The first round of the 2017 Stanley Cup Playoffs was all about unlikely heroes for the Edmonton Oilers. Zack Kassian brutalized the San Jose Sharks and pocketed back-to-back game-winners in Games 2 and 3. David Desharnais lifted the roof off of Rogers Place in Game 5, setting up Oscar Klefbom for the game-tying goal and then shovelled in the overtime-winner 20 minutes later. And rookie Anton Slepyshev busted in on a breakaway and deposited the eventual series-clinching goal behind Martin Jones in the second period of Game 6.
The Oilers will be counting on more heroics from unlikely sources in the second round, as Connor McDavid is sure to be Ryan Kessler and the Anaheim Ducks’ number-one target. One unlikely player the Oilers will be looking to in the second round is fourth-line winger Benoit Pouliot.
Pouliot’s offensive numbers declined drastically during the 2016-17 NHL regular season. His 14 points in 67 games are the lowest totals for the former 2005 first-round draft pick since he produced 11 points in 37 games for the Minnesota Wild in 2008-09.
Rough Regular Season Ends Well
It would be an understatement to say that Pouliot had a rough year. Just three games into the regular season, he was benched and publicly scrutinized by head coach Todd McLellan for taking two penalties in a 6-2 loss to the Buffalo Sabres. Then an undisclosed injury suffered during practice in February resulted in the 30-year-old missing 10 games. However, even before his injury, Pouliot struggled to produce just 10 points in 51 games for the Oilers. Those kinds of numbers are disappointing for a player that tied a season high in points in just 55 games for the Oilers last season.

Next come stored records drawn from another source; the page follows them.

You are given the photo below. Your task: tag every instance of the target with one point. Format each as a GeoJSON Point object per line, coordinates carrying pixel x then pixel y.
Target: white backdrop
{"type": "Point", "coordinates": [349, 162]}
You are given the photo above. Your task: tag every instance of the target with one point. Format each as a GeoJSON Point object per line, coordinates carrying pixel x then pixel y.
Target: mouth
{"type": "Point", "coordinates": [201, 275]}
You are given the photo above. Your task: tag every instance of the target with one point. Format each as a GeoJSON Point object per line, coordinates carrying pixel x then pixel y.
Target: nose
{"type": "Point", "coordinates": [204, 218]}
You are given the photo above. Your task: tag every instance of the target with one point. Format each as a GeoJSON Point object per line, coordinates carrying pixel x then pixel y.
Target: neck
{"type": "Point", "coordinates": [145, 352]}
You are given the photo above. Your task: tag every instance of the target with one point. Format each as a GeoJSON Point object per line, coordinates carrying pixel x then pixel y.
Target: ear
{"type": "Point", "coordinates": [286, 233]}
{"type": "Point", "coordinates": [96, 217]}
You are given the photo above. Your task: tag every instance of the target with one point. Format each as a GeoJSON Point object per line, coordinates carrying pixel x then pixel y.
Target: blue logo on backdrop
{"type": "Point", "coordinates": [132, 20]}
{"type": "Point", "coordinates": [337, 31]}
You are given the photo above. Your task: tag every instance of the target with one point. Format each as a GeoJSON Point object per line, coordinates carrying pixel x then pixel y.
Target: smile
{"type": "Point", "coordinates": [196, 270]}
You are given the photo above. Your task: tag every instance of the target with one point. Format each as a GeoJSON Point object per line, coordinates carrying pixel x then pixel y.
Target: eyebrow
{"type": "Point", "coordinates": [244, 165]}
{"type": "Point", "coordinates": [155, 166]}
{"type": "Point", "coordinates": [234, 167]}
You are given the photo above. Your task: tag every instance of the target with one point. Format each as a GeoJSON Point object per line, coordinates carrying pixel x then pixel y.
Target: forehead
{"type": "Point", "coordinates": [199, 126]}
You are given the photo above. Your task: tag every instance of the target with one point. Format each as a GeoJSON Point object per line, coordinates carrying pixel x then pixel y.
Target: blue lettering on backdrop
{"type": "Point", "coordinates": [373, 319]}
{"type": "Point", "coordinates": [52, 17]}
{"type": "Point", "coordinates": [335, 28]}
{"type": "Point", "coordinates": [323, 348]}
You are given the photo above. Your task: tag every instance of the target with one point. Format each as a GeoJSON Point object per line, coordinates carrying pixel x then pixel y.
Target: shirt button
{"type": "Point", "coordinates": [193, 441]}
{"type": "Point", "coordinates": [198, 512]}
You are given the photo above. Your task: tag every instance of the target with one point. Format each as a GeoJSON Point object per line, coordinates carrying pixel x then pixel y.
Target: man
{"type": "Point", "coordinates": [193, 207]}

That is not to say that Pouliot has been completely useless to the Oilers this year. In fact, Pouliot’s injection into the lineup near the end of the regular season helped the Oilers improve their penalty kill from the league’s seventh worst to finishing the season near the middle of the pack, with an 80.7 penalty-killing percentage.
Since Benoit Pouliot returned to lineup, EDM has gone 22-24 on PK in last 10 games, going from 23rd to 15th in NHL.

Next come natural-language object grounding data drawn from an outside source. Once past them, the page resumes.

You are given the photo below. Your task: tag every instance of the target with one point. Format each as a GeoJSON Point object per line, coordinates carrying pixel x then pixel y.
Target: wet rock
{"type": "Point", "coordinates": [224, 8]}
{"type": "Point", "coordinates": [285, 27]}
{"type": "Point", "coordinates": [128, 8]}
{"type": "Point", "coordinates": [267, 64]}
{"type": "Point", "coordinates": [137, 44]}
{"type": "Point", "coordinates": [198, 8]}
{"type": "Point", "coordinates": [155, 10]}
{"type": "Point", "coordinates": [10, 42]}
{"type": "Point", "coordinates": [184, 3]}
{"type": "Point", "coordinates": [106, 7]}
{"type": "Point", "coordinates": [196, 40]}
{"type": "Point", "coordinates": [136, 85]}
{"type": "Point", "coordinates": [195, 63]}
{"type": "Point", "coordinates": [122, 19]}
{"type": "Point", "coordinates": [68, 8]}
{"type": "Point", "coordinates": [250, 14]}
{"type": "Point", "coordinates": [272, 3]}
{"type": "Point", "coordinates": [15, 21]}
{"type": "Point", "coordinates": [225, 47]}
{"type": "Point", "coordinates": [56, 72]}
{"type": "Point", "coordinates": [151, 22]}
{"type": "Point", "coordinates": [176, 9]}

— Jack Michaels (@EdmontonJack) March 30, 2017
The New York Rangers 2014 Playoff Run
Pouliot’s playoff production is nothing that the Oilers’ forward can do much bragging about. To date, Pouliot has played a total of 60 NHL postseason games for five different teams and has managed to score just 14 points. Most of those points came during the 2014 Stanley Cup Playoffs when Pouliot went on a tear, scoring five goals and five assists as a member of the New York Rangers that made it to the Stanley Cup Finals.

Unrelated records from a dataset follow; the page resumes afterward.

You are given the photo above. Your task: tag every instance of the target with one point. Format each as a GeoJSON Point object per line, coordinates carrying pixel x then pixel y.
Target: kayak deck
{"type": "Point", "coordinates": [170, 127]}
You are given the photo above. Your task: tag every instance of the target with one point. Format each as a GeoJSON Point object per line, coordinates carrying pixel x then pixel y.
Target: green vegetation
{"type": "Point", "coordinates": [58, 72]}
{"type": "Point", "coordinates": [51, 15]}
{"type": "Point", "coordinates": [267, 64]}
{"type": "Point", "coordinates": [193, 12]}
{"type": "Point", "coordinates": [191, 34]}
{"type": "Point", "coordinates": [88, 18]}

Pouliot scored a career-high 36 points in 80 games for the Rangers during the 2013-14 regular season. He boasted a plus-minus rating of +10 and was pretty good in the faceoff dot, where he won 51.28% of his draws. From that point, the sky seemed to be the limit for him. But former general manager Craig MacTavish failed to recognize Pouliot’s history of inconsistency before he signed him to a hefty five-year, $20-million contract on July 1, 2014.
Even during his productive season with the Rangers, Pouliot became notorious for taking penalties in the offensive zone, something Oilers fans know all too well by now. He also struggled with inconsistent play. One night, he’d be great. The next, not so much. Inconsistency has been a common theme throughout his career.
But This Is the 2017 Stanley Cup Playoffs
Nevertheless, the Oilers are in the midst of the 2017 Stanley Cup Playoffs. It’s the time of the year when every player gets a clean slate. Indeed, Pouliot has been a standout on some major plays for the Oilers in the playoffs. It was Pouliot who stood in front of the net to screen Jones on
It was Pouliot who stood in front of the net to screen Jones on Desharnais’ OT goal in Game 5. It was Pouliot who made a phenomenal defensive play in Game 6 to deny Logan Couture on the doorstep. Save for Game 4, Pouliot was a major factor in the Oilers killing off 17 of 18 penalties in five games of the opening round.
Pouliot has proven that he can produce on the score sheet in the postseason. On the other hand, the 2014 Stanley Cup Playoffs may have been an anomaly for him. He has yet to put up any points in the Oilers’ six games so far this postseason. The time will come when the Oilers will be looking for another unlikely hero to light the lamp against the Ducks. If he can somehow rediscover the magic he found with the Rangers in 2014, it would be a welcome change for the Oilers in their quest for the Stanley Cup.